Le second moyen invoqué par les requérants était relatif à la méconnaissance de l’article R.361-2 du code de la construction et de prévoyant la consultation du conseil national de l’habitat sur des dispositions relevant du barème de l’aide personnelle au logement et sur toute mesure relative à ses modalités de financement et de versement ainsi que sur les mesures destinées à favoriser la mixité sociale ou à réhabiliter l’habitat.

Néanmoins bien que l’article 1er du décret attaqué mentionne, dans les matières énumérées, le logement et bien que l’article 2 dispose que la dérogation puisse avoir pour objet de favoriser l’accès aux aides publiques, les dispositions du décret attaqué ne peuvent, selon le Conseil d’Etat, être regardées comme une mesure destinée à la réhabilitation de l’habitat ou de modification du régime d’aides à l’accession à la propriété. Ce deuxième moyen est donc écarté.
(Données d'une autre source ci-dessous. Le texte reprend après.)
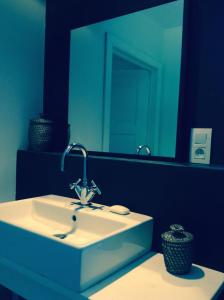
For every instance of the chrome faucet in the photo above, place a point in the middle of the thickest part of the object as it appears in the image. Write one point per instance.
(83, 191)
(141, 147)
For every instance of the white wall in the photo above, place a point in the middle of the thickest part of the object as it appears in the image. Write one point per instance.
(170, 91)
(22, 26)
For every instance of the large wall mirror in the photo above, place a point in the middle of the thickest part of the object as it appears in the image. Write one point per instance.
(124, 81)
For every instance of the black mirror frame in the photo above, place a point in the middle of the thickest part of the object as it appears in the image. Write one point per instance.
(59, 22)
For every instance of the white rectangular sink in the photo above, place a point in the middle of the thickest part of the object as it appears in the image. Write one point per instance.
(98, 243)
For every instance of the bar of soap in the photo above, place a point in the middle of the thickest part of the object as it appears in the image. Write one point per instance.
(120, 209)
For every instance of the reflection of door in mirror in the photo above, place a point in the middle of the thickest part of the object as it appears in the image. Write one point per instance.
(130, 94)
(124, 89)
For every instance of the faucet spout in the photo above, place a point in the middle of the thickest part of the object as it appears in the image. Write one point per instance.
(83, 191)
(76, 146)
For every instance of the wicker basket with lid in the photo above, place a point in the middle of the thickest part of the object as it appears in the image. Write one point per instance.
(177, 246)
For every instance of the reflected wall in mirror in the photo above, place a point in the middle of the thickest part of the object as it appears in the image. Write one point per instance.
(124, 81)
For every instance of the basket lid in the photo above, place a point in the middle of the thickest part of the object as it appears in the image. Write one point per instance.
(41, 120)
(177, 234)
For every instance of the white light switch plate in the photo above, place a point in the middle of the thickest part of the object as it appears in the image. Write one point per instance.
(200, 146)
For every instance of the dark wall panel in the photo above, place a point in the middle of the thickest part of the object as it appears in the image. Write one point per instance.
(171, 193)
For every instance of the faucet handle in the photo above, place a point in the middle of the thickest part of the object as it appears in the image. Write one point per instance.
(95, 188)
(73, 185)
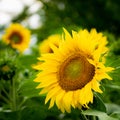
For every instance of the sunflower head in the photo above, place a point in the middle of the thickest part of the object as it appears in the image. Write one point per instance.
(74, 70)
(17, 36)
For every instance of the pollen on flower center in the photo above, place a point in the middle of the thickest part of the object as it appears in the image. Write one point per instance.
(75, 72)
(15, 38)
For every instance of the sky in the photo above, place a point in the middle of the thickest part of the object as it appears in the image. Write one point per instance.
(12, 8)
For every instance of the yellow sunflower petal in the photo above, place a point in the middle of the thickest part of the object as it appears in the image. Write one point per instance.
(71, 73)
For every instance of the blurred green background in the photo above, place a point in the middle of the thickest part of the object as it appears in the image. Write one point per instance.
(52, 16)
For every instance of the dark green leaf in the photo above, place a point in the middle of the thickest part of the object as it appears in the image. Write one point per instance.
(28, 87)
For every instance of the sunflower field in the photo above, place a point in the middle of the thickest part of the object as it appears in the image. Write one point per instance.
(59, 60)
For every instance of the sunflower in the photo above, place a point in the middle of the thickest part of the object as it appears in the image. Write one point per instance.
(17, 36)
(74, 70)
(45, 45)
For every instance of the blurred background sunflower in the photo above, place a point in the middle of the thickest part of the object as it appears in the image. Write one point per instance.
(18, 97)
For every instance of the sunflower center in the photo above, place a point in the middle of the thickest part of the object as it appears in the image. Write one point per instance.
(75, 72)
(15, 38)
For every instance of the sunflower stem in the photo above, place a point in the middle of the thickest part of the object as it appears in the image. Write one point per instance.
(13, 95)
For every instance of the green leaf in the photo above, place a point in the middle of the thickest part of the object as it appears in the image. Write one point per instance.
(98, 104)
(28, 87)
(99, 114)
(28, 60)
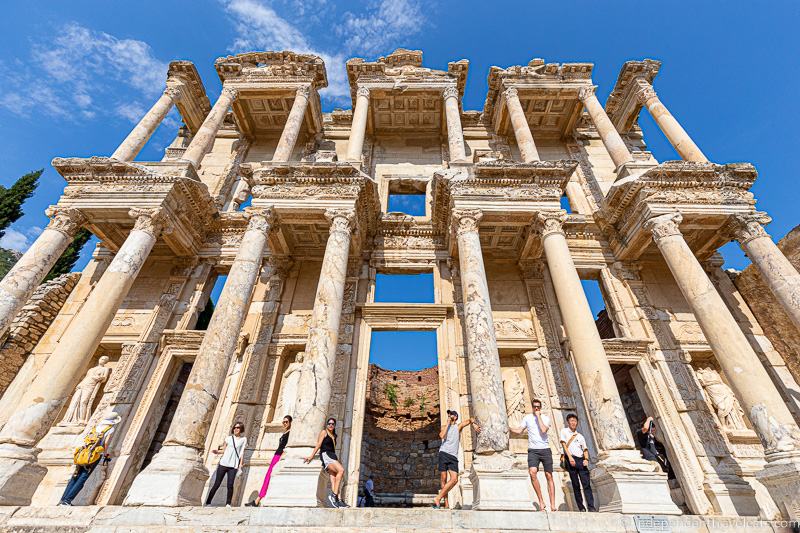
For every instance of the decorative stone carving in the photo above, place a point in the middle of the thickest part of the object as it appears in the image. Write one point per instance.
(78, 411)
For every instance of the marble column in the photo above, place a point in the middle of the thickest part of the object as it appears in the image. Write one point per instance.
(176, 475)
(21, 281)
(203, 140)
(776, 270)
(455, 135)
(358, 128)
(771, 418)
(522, 131)
(19, 472)
(605, 128)
(140, 134)
(298, 482)
(675, 134)
(621, 478)
(292, 127)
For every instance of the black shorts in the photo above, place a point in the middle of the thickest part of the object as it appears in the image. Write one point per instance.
(542, 455)
(447, 462)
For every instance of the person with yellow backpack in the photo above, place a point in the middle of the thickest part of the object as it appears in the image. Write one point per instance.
(88, 455)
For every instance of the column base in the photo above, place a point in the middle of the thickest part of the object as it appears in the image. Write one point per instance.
(20, 474)
(498, 484)
(297, 484)
(623, 482)
(175, 477)
(781, 477)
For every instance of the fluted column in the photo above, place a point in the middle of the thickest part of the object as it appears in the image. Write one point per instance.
(358, 128)
(776, 270)
(486, 382)
(605, 128)
(177, 474)
(522, 132)
(21, 281)
(455, 135)
(674, 132)
(19, 475)
(591, 364)
(140, 133)
(292, 127)
(743, 369)
(203, 140)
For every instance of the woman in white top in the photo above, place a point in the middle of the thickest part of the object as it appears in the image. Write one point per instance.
(232, 451)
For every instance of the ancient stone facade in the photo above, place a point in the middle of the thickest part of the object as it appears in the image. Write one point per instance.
(511, 319)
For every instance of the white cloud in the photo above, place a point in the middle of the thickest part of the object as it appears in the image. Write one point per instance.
(14, 240)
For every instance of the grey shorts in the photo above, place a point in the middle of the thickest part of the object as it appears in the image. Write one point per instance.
(543, 456)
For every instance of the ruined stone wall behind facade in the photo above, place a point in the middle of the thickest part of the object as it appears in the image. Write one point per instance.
(401, 437)
(777, 326)
(31, 323)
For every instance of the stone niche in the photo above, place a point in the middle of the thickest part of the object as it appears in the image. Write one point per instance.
(401, 431)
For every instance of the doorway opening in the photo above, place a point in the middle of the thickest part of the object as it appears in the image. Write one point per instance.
(401, 419)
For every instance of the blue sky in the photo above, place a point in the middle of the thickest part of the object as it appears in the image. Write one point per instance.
(75, 76)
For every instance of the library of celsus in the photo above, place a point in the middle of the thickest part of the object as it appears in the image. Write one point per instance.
(524, 203)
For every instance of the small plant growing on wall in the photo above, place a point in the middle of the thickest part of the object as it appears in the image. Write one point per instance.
(391, 394)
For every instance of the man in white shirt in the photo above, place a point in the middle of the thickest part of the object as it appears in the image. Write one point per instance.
(537, 426)
(576, 459)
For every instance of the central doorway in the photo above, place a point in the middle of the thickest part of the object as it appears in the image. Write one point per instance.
(402, 418)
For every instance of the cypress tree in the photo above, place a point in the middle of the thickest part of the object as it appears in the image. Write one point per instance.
(12, 198)
(70, 256)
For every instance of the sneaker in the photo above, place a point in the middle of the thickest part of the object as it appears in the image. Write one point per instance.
(332, 499)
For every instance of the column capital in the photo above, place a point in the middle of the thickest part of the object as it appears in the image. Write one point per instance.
(511, 93)
(586, 92)
(744, 228)
(259, 219)
(450, 92)
(645, 91)
(153, 221)
(66, 220)
(342, 220)
(549, 222)
(663, 226)
(466, 220)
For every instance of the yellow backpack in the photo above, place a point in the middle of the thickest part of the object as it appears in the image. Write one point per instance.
(92, 448)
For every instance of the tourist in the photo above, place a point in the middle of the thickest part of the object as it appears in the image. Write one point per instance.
(287, 425)
(326, 446)
(537, 425)
(576, 462)
(89, 454)
(651, 448)
(448, 454)
(230, 465)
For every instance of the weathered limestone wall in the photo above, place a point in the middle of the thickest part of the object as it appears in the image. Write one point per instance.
(401, 439)
(777, 326)
(31, 323)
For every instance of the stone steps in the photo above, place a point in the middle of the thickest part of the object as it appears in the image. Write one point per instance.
(115, 519)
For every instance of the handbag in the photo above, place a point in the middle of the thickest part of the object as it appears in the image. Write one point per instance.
(563, 462)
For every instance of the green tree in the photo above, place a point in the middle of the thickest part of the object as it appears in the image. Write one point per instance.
(12, 198)
(70, 256)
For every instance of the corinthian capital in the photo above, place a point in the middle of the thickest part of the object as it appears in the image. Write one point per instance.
(153, 220)
(466, 220)
(585, 92)
(645, 91)
(662, 226)
(342, 220)
(259, 219)
(450, 92)
(745, 228)
(67, 220)
(550, 222)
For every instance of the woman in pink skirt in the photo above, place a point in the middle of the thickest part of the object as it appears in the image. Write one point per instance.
(287, 425)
2.   Un pouvoir de dérogations aux seules normes arrêtées par l’administration ne caractérisant ni une violation du principe de non régression en matière environnementale ni une violation du principe de séparation des pouvoirs

Les requérants arguent du fait que la dérogation méconnaitrait le principe de séparation des pouvoirs et de non régression en matière environnementale inscrit à l’article L110-1 du code de l’environnement. Cette dérogation accordée aux préfets ne vaut que pour des normes édictées par l’administration telles que des décrets ou arrêtés et n’a pas pour effet de permettre aux préfets de s’affranchir de normes réglementaires prises pour garantir les principes posés par la loi en ce sens il ne peut être soutenu que ce décret méconnait le principe de séparation des pouvoirs. Dans la mesure où il ne peut être dérogée qu’à des normes édictées par l’administration et non à des normes règlementaires visant à garantir le respect de principes consacrés par la loi, qui seraient, d’une certaine manière, « transparentes » au regard d’une norme législative qui en serait son fondement, tel qu’un décret d’application. Ainsi il ne peut y avoir de violation du principe de non régression en matière environnementale, introduit par la loi n°2016-1087 du 8 aout 2016 impliquant que l’administration ne puisse revenir sur des normes législatives ou réglementaires relatives à la protection de l’environnement.

3.   Une dérogation soumise au respect du principe d’égalité en ne permettant pas aux préfets de traiter différemment des situations analogues

Tout en précisant les objectifs poursuivis par ces dérogations, comme l’allégement des démarches administratives, la réduction des délais de procédure et la favorisation de l’accès aux aides publiques. Les dérogations ne pouvant être mises en œuvre qu’à la condition d’être justifiées par un motif d’intérêt général, de ne pas porter atteinte aux intérêts de la défense ou à la sécurité des personnes et des biens, ni de porter d’atteinte disproportionnée aux objectifs poursuivis par les dispositions auxquelles il est dérogé. Les juges du palais royal sont venus spécifier que ces dérogations ne pouvaient avoir pour effet de traiter des situations analogues, les préfets étant tenus de traiter de la même manières les situations similaires localisée sur la même localité et connaissant donc les mêmes circonstances particulières.